He went to Edinburgh to finish his medical studies in 1750 or 1751, where he lived with his cousin german, Mr. James Russel, professor of natural philosophy in that university.
It was the good fortune of chemical science, that at this very time the opinions of professors were divided concerning the manner in which certain lithontriptic medicines, particularly lime-water, acted in alleviating the excruciating pains of the stone and gravel. The students usually partake of such differences of opinion: they are thereby animated to more serious study, and science gains by their emulation. This was a subject quite to the taste of young Mr. Black, one of Dr. Cullen’s most zealous and intelligent chemical pupils. It was, indeed, a most interesting subject, both to the chemist and the physician.

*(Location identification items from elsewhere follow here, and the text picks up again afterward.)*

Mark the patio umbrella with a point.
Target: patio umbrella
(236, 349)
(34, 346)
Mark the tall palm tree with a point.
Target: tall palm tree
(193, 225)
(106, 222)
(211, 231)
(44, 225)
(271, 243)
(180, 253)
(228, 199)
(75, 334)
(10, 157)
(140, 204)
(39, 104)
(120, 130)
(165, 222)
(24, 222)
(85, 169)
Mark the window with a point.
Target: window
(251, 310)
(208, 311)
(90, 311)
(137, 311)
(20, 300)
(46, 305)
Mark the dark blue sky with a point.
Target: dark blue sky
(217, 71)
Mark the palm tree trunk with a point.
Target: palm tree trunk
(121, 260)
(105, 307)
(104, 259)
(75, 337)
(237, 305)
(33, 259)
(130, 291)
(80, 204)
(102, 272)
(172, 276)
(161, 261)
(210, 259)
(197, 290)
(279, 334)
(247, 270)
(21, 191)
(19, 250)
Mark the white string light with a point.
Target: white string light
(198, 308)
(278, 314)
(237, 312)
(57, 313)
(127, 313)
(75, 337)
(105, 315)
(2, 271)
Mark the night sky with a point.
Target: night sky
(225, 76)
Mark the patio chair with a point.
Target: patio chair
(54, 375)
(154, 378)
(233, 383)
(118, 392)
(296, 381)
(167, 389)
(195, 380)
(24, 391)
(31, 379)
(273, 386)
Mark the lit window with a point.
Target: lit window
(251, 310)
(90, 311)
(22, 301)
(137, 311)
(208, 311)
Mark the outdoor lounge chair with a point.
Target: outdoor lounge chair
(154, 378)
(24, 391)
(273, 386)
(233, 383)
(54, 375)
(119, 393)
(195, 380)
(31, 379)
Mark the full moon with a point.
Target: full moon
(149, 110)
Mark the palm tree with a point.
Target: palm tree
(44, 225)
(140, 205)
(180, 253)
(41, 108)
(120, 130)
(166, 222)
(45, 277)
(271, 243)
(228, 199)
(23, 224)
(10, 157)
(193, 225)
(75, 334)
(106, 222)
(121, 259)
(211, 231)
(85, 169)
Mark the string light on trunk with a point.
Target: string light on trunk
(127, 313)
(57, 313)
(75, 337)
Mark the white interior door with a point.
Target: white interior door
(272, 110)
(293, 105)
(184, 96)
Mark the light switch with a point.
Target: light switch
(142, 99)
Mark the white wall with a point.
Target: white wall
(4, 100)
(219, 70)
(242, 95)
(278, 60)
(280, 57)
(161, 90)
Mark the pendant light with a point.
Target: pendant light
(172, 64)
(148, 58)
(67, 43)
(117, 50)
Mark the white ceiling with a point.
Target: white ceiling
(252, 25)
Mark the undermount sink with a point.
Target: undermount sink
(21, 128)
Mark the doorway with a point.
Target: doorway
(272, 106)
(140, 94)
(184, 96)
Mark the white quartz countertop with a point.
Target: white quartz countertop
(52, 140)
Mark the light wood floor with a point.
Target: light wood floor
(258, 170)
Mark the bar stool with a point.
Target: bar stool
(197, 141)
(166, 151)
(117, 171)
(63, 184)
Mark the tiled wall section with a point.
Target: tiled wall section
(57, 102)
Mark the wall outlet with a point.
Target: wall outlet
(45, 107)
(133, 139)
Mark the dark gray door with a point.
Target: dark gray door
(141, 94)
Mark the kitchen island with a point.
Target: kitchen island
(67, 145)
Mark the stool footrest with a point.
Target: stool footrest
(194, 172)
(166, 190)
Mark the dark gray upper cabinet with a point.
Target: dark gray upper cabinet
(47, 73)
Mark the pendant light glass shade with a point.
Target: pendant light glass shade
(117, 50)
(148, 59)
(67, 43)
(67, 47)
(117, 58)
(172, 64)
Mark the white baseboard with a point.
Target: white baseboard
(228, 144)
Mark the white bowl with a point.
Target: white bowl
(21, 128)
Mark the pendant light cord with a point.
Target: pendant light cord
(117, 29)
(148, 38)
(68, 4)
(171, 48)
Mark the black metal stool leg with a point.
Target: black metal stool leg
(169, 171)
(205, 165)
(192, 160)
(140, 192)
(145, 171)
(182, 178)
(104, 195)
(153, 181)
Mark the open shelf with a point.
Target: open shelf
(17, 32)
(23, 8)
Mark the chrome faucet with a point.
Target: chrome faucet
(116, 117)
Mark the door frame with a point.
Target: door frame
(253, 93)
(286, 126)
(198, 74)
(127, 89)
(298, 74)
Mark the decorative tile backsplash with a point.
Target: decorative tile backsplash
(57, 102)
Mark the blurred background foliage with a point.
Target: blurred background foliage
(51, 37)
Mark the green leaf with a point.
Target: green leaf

All the medicines which were then in vogue as solvents of urinary calculi had a greater or less resemblance to caustic potash or soda; substances so acrid, when in a concentrated state, that in a short time they reduce the fleshy parts of the animal body to a mere pulp. Thus, though they might possess lithontriptic properties, their exhibition was dangerous, if in unskilful hands. They all seemed to derive their efficacy from quicklime, which again derives its power from the fire. It was therefore very natural for them to ascribe its power to igneous matter imbibed from the fire, retained by the lime, and communicated by it to alkalies, which it renders powerfully acrid. Hence, undoubtedly, the term _caustic_ applied to the alkalies in that state, and hence also the _acidum pingue_ of Mayer, which was a peculiar state of fire. It appears from Dr. Black’s note-books, that he originally entertained the opinion, that caustic alkalies acquired igneous matter from quicklime. In one of them he hints at some way of catching this matter as it escapes from lime, while it becomes mild by exposure to the air; but on the opposite blank page is written, “Nothing escapes--the cup rises considerably by absorbing air.” A few pages further on, he compares the loss of weight sustained by an ounce of chalk when calcined, with its loss while dissolved in muriatic acid. Immediately after this, a medical case is mentioned, which occurred in November, 1752. Hence it would appear, that he had before that time suspected the real cause of the difference between limestone and burnt lime. He had prosecuted his inquiry with vigour; for the experiments with magnesia are soon after mentioned.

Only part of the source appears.